But vibes are just one element of the equation for the man behind the New York City design purveyor Magen H Gallery, who says, “I’ve always tried to buy the best pieces I can find.” When looking at furniture or art, he considers form, technique, and context, as well as his gut feeling. “I think it’s an instinct,” he explains. “You just gravitate toward the right object.”
Such a precise yet subjective system for measuring beauty is fitting for the Paris-born dealer, who moved to New York in 1980 to pursue dance. He performed with the Alvin Ailey American Dance Theater and the Dance Theater of Harlem, where he served as a principal for more than a decade before retiring in 1999. “To me, it’s just an extension of dancing,” he says of design dealing. “It’s poetry, motion, beauty, form.”
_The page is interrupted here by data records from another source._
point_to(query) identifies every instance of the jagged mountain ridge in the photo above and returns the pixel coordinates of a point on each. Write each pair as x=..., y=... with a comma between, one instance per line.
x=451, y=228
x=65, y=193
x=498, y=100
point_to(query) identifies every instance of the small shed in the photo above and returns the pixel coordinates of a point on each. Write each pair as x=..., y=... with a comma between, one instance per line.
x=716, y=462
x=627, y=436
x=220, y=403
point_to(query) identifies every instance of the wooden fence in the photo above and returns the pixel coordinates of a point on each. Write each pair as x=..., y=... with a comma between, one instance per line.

Magen came to his second career somewhat by accident at the end of the 1990s, when a friend in Paris asked him to find some American furniture in New York. Magen scored a pair of Eames LCW chairs in SoHo that he deconstructed, packed into a suitcase, and brought to France. When they quickly sold (for quite a profit), his wheels started turning. Soon he began doing the same with already collectible midcentury French designs by the likes of Perriand, Le Corbusier, and Prouvé, steadily mixing in work by lesser-known talents. In 2003, after several years of selling pieces to other dealers, he and his then wife, April Magen, opened a gallery on East 11th Street, just a few doors down from its current location.